List of memory zones attached to the guest NUMA node identified by the
`guest_numa_id` option. This allows for describing a list of memory ranges
which must be seen by the guest as belonging to the NUMA node `guest_numa_id`.

This option can be very useful and powerful when combined with `host_numa_node`
option from `--memory-zone` parameter as it allows for creating a VM with non
uniform memory accesses, and let the guest know about it. It allows for
exposing memory zones through different NUMA nodes, which can help the guest
workload run more efficiently.

Multiple values can be provided to define the list. Each value is a string
referring to an existing memory zone identifier. Values are separated from
each other with the `,` separator.

As soon as one tries to describe a list of values, `[` and `]` must be used to
demarcate the list.

Note that a memory zone must belong to a single NUMA node. The following
configuration is incorrect, therefore not allowed:
`--numa guest_numa_id=0,memory_zones=mem0 guest_numa_id=1,memory_zones=mem0`

_Example_

```
--memory size=0
--memory-zone id=mem0,size=1G id=mem1,size=1G id=mem2,size=1G
--numa guest_numa_id=0,memory_zones=[mem0,mem2] guest_numa_id=1,memory_zones=mem1
```

### `sgx_epc_sections`

List of SGX EPC sections attached to the guest NUMA node identified by the
`guest_numa_id` option. This allows for describing a list of SGX EPC sections
which must be seen by the guest as belonging to the NUMA node `guest_numa_id`.

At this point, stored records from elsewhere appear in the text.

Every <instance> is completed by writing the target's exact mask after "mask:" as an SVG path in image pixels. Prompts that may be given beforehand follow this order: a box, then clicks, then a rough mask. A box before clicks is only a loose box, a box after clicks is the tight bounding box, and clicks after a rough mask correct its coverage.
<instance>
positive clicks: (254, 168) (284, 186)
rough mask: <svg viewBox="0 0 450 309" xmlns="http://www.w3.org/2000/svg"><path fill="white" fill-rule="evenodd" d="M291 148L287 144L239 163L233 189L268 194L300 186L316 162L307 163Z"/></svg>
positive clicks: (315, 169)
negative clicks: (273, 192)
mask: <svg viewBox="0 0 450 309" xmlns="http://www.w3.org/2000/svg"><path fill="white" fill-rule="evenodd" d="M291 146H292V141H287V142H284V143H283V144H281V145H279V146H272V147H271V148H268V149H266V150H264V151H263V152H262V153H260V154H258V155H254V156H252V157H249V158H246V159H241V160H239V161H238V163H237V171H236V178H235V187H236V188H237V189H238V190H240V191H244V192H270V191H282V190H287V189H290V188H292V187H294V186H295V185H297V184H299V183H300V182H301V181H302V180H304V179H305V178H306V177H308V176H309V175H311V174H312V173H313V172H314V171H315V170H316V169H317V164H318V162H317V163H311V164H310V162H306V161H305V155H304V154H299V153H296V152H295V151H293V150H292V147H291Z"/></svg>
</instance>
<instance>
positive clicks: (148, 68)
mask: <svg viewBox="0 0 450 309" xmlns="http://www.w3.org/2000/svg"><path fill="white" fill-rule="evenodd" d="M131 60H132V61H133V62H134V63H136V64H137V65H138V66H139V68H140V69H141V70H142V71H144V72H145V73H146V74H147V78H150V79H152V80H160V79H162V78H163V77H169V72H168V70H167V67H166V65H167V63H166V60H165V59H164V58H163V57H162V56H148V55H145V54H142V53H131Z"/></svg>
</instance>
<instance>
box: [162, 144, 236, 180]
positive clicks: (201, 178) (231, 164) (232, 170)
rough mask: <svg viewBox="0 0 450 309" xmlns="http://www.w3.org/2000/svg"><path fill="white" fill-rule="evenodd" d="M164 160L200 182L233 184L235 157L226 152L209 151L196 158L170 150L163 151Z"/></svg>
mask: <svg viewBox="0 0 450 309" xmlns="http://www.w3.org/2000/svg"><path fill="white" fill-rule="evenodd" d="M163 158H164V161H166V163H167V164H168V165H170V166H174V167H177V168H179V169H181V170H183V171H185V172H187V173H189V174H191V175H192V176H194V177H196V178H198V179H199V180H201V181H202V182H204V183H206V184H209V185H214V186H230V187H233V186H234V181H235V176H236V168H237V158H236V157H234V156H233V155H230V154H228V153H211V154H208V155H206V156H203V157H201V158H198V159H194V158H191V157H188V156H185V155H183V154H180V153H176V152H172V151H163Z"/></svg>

Multiple values can be provided to define the list. Each value is a string
referring to an existing SGX EPC section identifier. Values are separated from
each other with the `,` separator.

As soon as one tries to describe a list of values, `[` and `]` must be used to
demarcate the list.

_Example_

```
--sgx-epc id=epc0,size=32M id=epc1,size=64M id=epc2,size=32M
--numa guest_numa_id=0,sgx_epc_sections=epc1 guest_numa_id=1,sgx_epc_sections=[epc0,epc2]
```

### PCI bus

Cloud Hypervisor supports only one PCI bus, which is why it has been tied to
the NUMA node 0 by default. It is the user responsibility to organize the NUMA
nodes correctly so that vCPUs and guest RAM which should be located on the same
NUMA node as the PCI bus end up on the NUMA node 0.